1. Albert Einstein (Theoretical physicist who is widely considered one of the greatest physicist of all time; best
known for the theory of relativity, Nobel Prize in Physics for his explanation of the photoelectric effect and
“for his services to Theoretical Physics”):
 <<The only real valuable thing is intutition.>>
 <<There is no logical way to the discovery of these elemental laws. There is only the way of intuition,
which is helped by a feeling for the order lying behind the appearance.>>
2. John Naisbitt (Former executive of IBM and Eastman Kodak; American writer in the area of future studies;
author of several international best sellers like Megatrends and Reinventing the Corporation):
 Intuition becomes increasingly valuable in the new information society precisely because there is so
much data.>>
3. Alexis Carrel (French surgeon, biologist and eugenicist; Nobel Prize in Physiology or Medicine)
 All great men are gifted with intuition. They know without reasoning or analysis what they need to
know.
 Intuition comes very close to clairvoyance; it appears to be the extrasensory perception of reality.
4. Henry Reed (British poet)
 Intuition is the very force or activity of the soul in its experience through whatever has been the
experience of the soul itself.
 It is as if the intuitive sense acting through the soul is what makes the raw events into food for the
soul.
5. Immanuel Kant (German philospher)
 Intuition and concepts constitute… the elements of all our knowledge, so that neither concepts
without an intuition in some way corresponding to them, nor intuition without concepts, can yield
knowledge.
6. George Crumb (American composer of modern and avant grade music):
 In general, I feel that the more rationalistic approaches to pitch-organization, including specifically
serial technique have given way, largely, to a more intuitive approach.
7. Robert Graves (English poet, scholar, and novelist):
 Intuition is the supre-logic that cuts out all the routine processes of thought and leaps straight from
the problem to the answer.
8. Lao Tzu (ancient Chinese philosopher):
 The power of intuitive understanding will protect you from harm until the end of your days.
9. Anne Wilson Schaef (writer and lecturer):
 Trusting our intuition often saves us from dissater.

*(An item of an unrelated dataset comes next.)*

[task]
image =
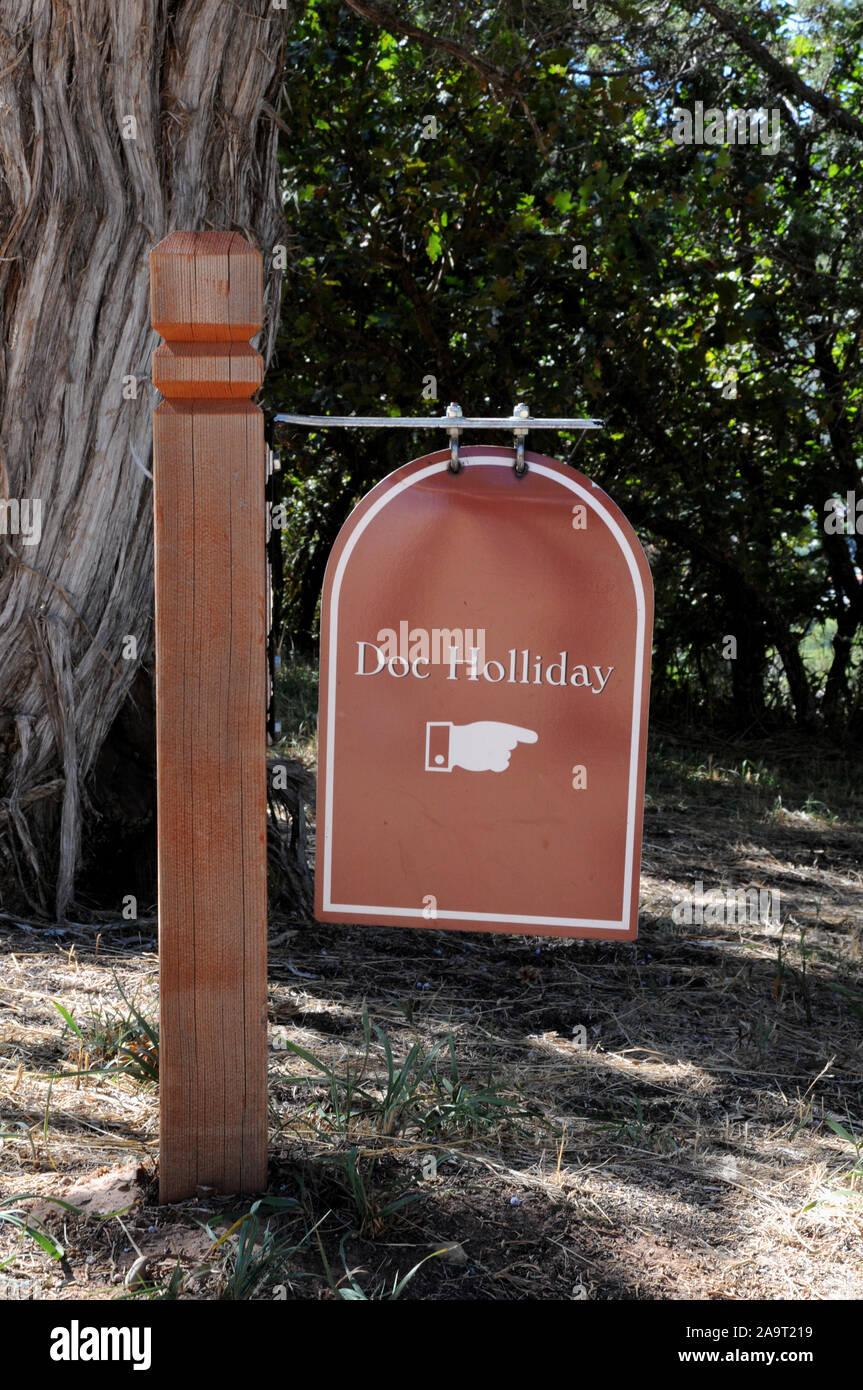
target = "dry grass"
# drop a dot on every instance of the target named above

The question is not whether rational reasoning or intuitive decision-making is generally better. The question
is rather how both approaches can be best combined for best results and to avoid mistakes and prejudices.

THREE TYPES OF THINKERS


Uncritical, Selfish, and Fair-minded Critical Thinkers
Paul, Binker, and Weil

A basic, though abstract, explanation for the differences between uncritical, slefish critical, and fair-minded
critical persons is given in the following brief characterizations:
1. Uncritical persons are those who have not developed intellectual skills; persons who are naïve, conformist,
easily manipulated, often inflexible, easily confused, typically unclear, narrow-minded, and consistently
ineffective in their use of language. They may have a good heart but they are not able to skillfully analyze the
problems they face so as to effectively protect their own interest.
2. Selfish critical persons are skilled thinkers who do not genuinely accept the values of critical thinking;
persons who use the intellectual skills of critical thinking selectively and self-deceptively to foster and serve
their vested interest (at the expense of truth). They are typically able to identify flaws in the reasoning of
others and refute them and to back up their own claims with plausible reasons; by doing so they have not
learned how to reason emphatically within points of view with which they disagree.
3. Fair-minded critical persons are skilled thinkers who do accept and honor the values of critical thinking;
persons who use the intellectual skills of critical thinking to accurately reconstruct the strongest versions of
points of view in conflict with their own and to question deeply their own framework of thought. They try to
find and correct flaws in their own reasoning and to be scrupulously fair to those with whom they disagree.